One of the fascinating aspects about martial arts, at least to me, is that there's so many different dimensions to it. Of course there is technique, cardio and fight IQ, but what I find less information on is the physiological transformation your body goes through. Practitioners that have been fighting for years will have conditioned their limbs and torso to dish out as well as absorb damage. However, it only goes so far; there are limits to what the body can be put through and there are plenty of instances where pros have had to hang up the gloves due to injury.
Floyd Mayweather despite his defensive and evasive prowess has admitted his hands have grown more brittle due to all the training and fights. Same may apply to other parts of the body too. One of the half-joking axioms out there is "one cannot condition one's chin." But on balance, I think the point still stands that fighting entails a unique kind of physiological conditioning. And without it, holding all other factors equal, we might see very different results if one combatant had the bone and muscle conditioning for fighting while the other did not. Two examples off the top of my head:
- Exhibition match of Pacqiao vs Shaquel O'Neil. Of course it was mostly in good fun, but Pacqiao is reported to have felt fine afterwords whereas O'Neil despite his size advantage was in considerable pain. After all, in basketball contact results in a stop of play and a foul.

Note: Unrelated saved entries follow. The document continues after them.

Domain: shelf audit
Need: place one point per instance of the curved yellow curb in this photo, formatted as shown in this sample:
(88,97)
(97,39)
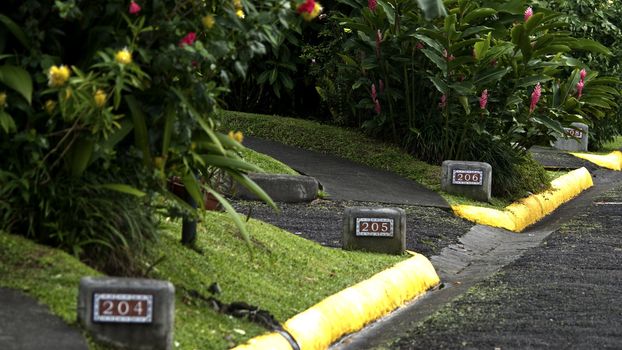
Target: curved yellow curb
(517,216)
(352,308)
(611,161)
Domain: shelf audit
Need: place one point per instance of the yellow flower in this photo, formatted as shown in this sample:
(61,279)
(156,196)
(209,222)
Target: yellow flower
(100,98)
(208,21)
(49,106)
(317,9)
(236,136)
(57,76)
(123,56)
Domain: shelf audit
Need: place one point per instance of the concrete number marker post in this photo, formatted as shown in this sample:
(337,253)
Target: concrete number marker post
(576,140)
(469,179)
(129,313)
(380,230)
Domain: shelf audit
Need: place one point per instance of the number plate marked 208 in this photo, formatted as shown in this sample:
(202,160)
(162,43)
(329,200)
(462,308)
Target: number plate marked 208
(374,227)
(122,308)
(467,177)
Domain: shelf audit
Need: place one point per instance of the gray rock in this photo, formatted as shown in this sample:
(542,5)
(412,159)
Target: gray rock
(281,188)
(576,139)
(379,230)
(117,311)
(470,179)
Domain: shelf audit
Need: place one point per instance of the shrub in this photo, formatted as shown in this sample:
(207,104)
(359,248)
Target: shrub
(485,83)
(101,102)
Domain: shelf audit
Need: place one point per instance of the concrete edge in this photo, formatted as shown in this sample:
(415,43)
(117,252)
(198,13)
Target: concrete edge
(519,215)
(352,308)
(611,161)
(281,187)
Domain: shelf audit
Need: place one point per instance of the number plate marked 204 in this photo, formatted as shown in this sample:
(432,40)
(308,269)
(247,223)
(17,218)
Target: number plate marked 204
(122,308)
(374,227)
(467,177)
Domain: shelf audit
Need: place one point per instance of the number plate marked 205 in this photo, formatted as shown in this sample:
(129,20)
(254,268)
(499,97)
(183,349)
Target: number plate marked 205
(122,308)
(374,227)
(467,177)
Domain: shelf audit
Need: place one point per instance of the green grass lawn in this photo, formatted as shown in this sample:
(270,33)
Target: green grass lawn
(346,143)
(281,273)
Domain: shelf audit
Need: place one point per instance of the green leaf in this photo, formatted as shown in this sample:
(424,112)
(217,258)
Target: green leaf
(491,76)
(17,79)
(441,86)
(388,10)
(193,188)
(481,48)
(464,101)
(533,22)
(478,13)
(231,163)
(169,118)
(6,122)
(15,29)
(592,46)
(432,8)
(80,156)
(439,61)
(141,136)
(123,188)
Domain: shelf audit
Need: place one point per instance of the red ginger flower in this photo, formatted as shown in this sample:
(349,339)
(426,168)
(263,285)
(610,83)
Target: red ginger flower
(580,86)
(535,97)
(528,13)
(134,8)
(372,4)
(307,6)
(189,39)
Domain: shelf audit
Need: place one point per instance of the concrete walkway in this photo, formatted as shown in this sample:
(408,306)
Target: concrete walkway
(27,325)
(345,180)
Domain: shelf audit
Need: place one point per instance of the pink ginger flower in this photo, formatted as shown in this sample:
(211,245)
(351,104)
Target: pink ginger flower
(134,8)
(580,85)
(372,4)
(443,102)
(447,56)
(528,13)
(377,107)
(307,6)
(378,41)
(483,100)
(189,39)
(535,97)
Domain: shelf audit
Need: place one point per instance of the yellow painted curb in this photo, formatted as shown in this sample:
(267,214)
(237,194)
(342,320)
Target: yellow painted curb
(517,216)
(352,308)
(611,161)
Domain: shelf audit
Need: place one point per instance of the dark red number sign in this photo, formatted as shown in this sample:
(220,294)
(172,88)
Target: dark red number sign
(122,308)
(467,177)
(376,227)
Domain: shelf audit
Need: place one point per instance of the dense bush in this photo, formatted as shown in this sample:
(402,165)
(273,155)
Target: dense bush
(102,102)
(485,83)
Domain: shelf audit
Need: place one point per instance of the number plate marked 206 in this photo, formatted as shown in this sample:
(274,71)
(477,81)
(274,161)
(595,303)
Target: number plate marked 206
(467,177)
(122,308)
(374,227)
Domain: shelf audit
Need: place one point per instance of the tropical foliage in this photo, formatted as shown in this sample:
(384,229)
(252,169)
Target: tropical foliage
(486,82)
(102,102)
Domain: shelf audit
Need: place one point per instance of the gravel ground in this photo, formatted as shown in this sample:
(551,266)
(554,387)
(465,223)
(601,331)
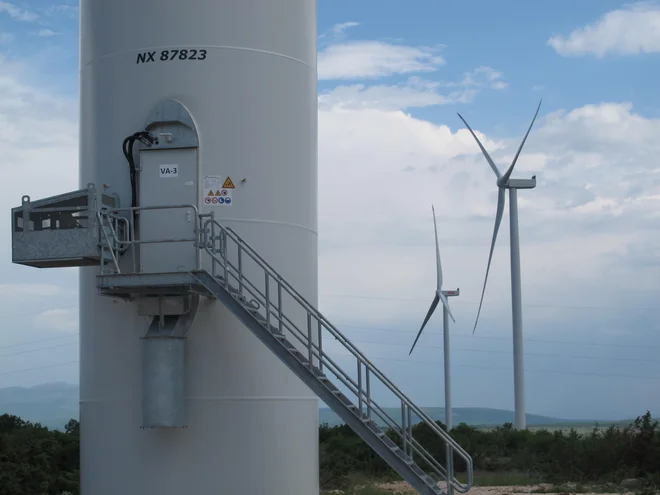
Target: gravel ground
(402,488)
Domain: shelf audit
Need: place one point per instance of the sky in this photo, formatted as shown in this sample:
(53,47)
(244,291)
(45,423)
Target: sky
(392,77)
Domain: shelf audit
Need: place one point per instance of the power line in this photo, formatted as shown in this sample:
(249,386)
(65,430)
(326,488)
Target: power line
(527,339)
(37,350)
(463,301)
(555,372)
(493,351)
(414,362)
(38,341)
(38,368)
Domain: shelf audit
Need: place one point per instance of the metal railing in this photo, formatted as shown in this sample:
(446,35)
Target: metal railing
(229,253)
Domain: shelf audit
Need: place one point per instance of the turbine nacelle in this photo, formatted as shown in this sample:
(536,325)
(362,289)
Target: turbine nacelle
(519,183)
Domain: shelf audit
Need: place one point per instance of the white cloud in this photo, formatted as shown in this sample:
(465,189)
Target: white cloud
(46,33)
(597,199)
(16,12)
(414,92)
(632,29)
(372,59)
(338,31)
(30,290)
(61,320)
(390,97)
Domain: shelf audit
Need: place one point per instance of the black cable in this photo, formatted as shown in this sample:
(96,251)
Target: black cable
(127,147)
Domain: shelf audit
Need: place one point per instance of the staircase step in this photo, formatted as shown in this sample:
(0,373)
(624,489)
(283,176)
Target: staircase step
(326,389)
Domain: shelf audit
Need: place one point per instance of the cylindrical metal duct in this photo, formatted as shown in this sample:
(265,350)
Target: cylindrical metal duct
(163,382)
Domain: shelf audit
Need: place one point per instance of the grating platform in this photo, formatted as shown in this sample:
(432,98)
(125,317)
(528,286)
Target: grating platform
(133,285)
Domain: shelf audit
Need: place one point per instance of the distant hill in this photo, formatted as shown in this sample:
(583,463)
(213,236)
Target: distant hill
(51,404)
(473,416)
(54,404)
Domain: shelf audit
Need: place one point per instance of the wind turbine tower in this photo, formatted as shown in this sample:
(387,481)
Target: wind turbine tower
(195,233)
(504,183)
(442,295)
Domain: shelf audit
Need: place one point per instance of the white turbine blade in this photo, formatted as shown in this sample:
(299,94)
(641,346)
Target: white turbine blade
(438,264)
(498,219)
(445,303)
(483,150)
(507,174)
(434,304)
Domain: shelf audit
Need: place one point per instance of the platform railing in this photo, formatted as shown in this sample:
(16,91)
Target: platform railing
(229,252)
(210,237)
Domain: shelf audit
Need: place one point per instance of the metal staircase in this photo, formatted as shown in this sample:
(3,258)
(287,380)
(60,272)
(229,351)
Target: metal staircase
(226,268)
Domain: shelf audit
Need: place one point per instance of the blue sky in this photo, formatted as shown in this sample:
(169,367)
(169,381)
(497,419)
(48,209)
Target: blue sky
(392,77)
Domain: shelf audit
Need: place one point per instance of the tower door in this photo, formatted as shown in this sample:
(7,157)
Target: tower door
(168,177)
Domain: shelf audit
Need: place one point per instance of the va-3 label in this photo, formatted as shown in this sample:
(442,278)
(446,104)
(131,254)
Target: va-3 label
(170,55)
(169,171)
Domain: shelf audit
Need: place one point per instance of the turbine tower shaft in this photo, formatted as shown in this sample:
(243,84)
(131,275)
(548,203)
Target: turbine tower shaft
(516,308)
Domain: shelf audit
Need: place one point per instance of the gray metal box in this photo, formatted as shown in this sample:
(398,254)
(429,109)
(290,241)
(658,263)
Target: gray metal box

- The early days of the UFC where pure karate / taekwando athletes would square off against muaithai and wrestlers. While there may be some expertise deficiencies for take downs and ground game, but I'd wager if taekwando practitioners had more hours invested in full contact sparring and less stylized striking or hitting a makiwara the result might surprise us. For it was quite easy to see that the muaithai strikers were way more resilient to getting hit because of the training style; there bodies were more acclimated to MMA.